Allopurinol Dosing in Chronic Renal Failure
For patients with chronic renal failure (CRF), allopurinol should be started at 50 mg daily for stage 4 or worse CKD, with gradual titration upward every 2-5 weeks to achieve target serum uric acid levels. 1
Initial Dosing Based on Renal Function
- Normal to mild renal impairment: Start at 100 mg/day
- Stage 4 or worse CKD (creatinine clearance <30 ml/min): Start at 50 mg/day 1, 2
- Extreme renal impairment (creatinine clearance <10 ml/min): Daily dosage should not exceed 100 mg 2
- Very severe renal impairment (creatinine clearance <3 ml/min): Consider extending dosing interval 2
Dose Titration Protocol
- Begin with low dose as indicated above
- Increase dose by 100 mg increments every 2-5 weeks 1
- Monitor serum uric acid levels, targeting <6 mg/dL 1
- Continue upward titration until target is achieved or maximum tolerated dose is reached
Maximum Dosing Considerations
- Doses can be raised above 300 mg daily even with renal impairment 1
- This must be accompanied by:
- Adequate patient education
- Close monitoring for drug toxicity (pruritis, rash, elevated hepatic transaminases)
- Regular assessment of renal function
Monitoring Recommendations
- Serum uric acid levels every 2-5 weeks during titration
- Renal function (BUN, creatinine, creatinine clearance)
- Signs of hypersensitivity reactions (rash, fever, eosinophilia) 3
- Oxipurinol levels if available (target <15.2 μg/ml) 4
Important Precautions
- Consider HLA-B*5801 testing in high-risk populations (Koreans with stage 3 or worse CKD; Han Chinese and Thai patients) before initiating therapy 1, 3
- Maintain adequate hydration (2.5-3L fluid intake daily) 3
- Consider prophylaxis against acute attacks during initiation with colchicine (0.5-1 mg daily) and/or an NSAID with gastroprotection 1, 3
Rationale for Cautious Dosing
The need for reduced dosing in renal impairment is based on the pharmacokinetics of oxipurinol (the active metabolite of allopurinol), which has decreased clearance in renal dysfunction 4, 5. Studies have shown that oxipurinol clearance is directly proportional to creatinine clearance, and high oxipurinol levels are associated with increased risk of severe adverse reactions, including potentially life-threatening cutaneous reactions 5, 6.

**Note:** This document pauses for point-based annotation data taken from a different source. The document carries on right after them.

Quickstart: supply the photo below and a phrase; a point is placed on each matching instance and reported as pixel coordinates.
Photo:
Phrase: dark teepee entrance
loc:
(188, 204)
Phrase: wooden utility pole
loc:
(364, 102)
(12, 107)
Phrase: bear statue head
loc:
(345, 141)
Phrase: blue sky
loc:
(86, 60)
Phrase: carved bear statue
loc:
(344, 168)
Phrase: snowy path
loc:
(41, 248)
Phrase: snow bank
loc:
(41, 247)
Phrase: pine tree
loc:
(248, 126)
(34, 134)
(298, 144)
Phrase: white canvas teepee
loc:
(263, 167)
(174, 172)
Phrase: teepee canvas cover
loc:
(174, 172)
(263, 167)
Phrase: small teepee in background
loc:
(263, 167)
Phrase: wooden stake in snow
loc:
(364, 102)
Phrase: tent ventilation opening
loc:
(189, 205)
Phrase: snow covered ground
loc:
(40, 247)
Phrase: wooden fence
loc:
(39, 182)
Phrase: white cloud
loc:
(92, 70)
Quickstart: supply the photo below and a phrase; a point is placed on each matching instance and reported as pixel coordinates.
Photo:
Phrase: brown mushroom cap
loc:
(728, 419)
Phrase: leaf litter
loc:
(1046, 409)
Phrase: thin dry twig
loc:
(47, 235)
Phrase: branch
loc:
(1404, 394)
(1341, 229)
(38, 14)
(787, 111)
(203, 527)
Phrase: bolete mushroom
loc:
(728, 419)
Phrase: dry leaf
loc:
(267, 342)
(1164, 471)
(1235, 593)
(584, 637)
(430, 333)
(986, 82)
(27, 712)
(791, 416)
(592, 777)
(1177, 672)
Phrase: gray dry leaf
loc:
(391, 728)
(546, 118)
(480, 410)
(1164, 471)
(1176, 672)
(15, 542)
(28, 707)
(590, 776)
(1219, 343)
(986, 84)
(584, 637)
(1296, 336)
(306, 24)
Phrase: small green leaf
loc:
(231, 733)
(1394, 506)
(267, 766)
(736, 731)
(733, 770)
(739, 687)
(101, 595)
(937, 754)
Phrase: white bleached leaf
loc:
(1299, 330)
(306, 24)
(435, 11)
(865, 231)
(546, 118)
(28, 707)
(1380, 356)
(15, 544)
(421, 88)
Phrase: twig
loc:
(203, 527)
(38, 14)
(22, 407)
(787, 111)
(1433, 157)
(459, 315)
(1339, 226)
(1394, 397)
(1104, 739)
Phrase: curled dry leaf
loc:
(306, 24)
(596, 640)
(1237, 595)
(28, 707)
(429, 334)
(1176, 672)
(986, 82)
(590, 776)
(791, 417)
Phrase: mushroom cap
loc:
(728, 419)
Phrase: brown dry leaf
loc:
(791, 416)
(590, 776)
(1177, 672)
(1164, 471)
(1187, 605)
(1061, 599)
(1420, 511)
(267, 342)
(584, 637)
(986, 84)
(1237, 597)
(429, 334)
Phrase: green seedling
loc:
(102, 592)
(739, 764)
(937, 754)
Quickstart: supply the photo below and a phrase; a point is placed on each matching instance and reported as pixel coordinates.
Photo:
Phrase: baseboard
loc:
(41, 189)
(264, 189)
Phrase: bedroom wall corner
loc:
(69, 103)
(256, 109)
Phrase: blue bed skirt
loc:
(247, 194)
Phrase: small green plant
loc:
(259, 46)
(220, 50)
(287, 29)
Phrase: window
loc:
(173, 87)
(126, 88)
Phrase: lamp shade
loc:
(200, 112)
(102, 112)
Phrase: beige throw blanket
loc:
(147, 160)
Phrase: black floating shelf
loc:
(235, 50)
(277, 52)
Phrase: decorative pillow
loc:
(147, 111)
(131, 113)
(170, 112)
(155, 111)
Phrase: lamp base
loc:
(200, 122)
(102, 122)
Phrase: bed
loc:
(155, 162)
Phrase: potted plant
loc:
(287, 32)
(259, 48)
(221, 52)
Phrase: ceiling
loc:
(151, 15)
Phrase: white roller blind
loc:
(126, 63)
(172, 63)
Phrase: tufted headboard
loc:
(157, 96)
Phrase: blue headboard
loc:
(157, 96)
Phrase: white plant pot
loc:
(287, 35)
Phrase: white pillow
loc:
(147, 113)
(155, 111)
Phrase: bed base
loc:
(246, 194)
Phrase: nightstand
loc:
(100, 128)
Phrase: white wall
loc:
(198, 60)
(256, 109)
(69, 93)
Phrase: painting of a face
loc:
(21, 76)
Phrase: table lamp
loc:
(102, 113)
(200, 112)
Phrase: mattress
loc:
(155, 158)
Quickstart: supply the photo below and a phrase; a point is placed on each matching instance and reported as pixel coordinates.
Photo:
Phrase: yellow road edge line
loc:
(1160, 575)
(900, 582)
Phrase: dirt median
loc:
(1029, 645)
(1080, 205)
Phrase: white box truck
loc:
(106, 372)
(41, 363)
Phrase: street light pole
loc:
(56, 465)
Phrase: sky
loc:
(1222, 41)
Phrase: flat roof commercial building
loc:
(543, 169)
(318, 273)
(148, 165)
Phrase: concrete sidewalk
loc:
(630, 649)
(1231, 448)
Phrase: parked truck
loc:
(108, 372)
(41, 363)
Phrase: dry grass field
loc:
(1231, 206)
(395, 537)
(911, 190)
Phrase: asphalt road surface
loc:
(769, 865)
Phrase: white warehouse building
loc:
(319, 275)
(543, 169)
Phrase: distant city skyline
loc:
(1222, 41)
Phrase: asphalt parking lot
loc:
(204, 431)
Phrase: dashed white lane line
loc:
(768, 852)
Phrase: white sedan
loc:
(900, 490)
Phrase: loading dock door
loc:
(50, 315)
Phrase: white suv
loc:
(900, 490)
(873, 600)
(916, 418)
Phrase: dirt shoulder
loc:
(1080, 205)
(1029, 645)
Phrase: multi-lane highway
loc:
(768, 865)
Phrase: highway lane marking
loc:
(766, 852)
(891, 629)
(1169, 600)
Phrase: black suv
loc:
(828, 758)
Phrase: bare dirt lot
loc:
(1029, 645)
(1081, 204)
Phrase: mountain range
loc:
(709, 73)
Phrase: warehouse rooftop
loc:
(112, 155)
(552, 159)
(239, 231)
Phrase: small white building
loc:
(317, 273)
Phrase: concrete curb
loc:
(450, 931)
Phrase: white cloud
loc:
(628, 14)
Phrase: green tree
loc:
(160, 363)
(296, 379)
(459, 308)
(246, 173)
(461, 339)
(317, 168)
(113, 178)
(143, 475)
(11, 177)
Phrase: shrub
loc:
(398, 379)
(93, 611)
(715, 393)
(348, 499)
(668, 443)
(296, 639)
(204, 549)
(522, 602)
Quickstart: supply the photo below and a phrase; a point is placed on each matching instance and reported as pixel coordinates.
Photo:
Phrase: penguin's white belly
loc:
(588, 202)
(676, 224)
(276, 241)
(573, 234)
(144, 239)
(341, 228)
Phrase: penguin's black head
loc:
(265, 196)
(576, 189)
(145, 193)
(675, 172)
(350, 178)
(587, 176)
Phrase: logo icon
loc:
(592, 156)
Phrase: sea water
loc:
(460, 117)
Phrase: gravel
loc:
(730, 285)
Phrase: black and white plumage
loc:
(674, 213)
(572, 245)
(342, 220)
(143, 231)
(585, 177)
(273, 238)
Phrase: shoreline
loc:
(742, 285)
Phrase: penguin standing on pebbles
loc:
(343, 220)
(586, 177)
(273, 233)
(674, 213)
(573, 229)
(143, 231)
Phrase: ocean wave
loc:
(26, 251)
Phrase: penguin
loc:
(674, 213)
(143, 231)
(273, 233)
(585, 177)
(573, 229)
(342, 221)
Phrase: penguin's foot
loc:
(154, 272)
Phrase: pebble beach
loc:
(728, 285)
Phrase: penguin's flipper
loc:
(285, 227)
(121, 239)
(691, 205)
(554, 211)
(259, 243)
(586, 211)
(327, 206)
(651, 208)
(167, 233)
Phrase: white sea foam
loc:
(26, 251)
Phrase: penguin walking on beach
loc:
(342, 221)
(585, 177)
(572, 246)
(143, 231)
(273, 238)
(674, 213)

Alternative Options for CRF Patients
If allopurinol is not tolerated:
- Febuxostat can be used without dose adjustment in moderate to severe renal impairment 3
- Benzbromarone can be considered for patients with mild to moderate renal insufficiency 1, 3
- Probenecid is not recommended in patients with creatinine clearance <50 ml/min 1
Despite the need for dose adjustment, appropriate allopurinol therapy in CRF patients may help preserve remaining kidney function, as some studies suggest it may slow the progression of renal disease 7, 8.